Minder gewerkt dan de basisuren:
Als aan het einde van een referteperiode minder is gewerkt dan het aantal voor de referteperiode berekende basisuren, dan komen deze minuren te vervallen en hoeft de medewerker deze niet in te halen door in de periode erna meer te werken.
Loon:
De medewerker die flexibel werkt, ontvangt per periode:
• het loon op basis van het aantal overeengekomen basisuren (vast loon); of
• het loon op basis van het aantal in die periode gewerkte uren (variabel loon).
Het loon per gewerkt uur kan nooit lager zijn dan het Wettelijk Minimumuurloon.
Dit wordt voor aanvang van het flexibel werken tussen werkgever en medewerker overeengekomen en vastgelegd in de individuele arbeidsovereenkomst.
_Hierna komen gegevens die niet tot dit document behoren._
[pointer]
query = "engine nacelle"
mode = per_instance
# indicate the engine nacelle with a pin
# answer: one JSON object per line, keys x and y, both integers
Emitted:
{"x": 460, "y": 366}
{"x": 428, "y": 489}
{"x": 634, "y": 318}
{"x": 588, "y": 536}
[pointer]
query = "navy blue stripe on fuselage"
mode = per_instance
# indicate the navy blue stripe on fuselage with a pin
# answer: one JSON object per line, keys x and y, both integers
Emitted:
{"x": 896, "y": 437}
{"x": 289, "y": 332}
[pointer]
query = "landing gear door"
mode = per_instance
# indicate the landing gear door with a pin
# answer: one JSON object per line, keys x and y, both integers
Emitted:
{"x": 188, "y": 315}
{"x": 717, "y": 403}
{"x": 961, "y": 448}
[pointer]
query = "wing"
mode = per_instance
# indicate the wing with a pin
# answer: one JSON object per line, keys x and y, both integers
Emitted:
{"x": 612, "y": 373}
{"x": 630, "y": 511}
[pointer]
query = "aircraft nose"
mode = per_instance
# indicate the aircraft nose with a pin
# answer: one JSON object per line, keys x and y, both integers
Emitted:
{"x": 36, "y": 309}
Uitdiensttreding in de loop van de referteperiode:
Als bij uitdiensttreding blijkt dat de medewerker meer heeft gewerkt dan waarvoor hij loon heeft ontvangen, dan zullen deze uren worden uitbetaald. Deze plusuren worden uitbetaald tegen het normale voor de medewerker geldende loon (inclusief vakantietoeslag).
Aan het einde van de arbeidsovereenkomst resterende minderuren worden bij de eindafrekening verrekend, tenzij deze zijn veroorzaakt door omstandigheden die in de invloedsfeer van de werkgever liggen.
Bij beëindiging van de arbeidsovereenkomst door de medewerker dient deze er aan mee te werken dat de nog resterende meer-/ minderuren voor het einde van de arbeidsovereenkomst kunnen worden ingeroosterd.
10
Afwijkende afspraken:
Tussen werkgever en de individuele medewerker kunnen afspraken gemaakt worden die afwijken van de bepalingen uit artikel 4.2 van deze cao.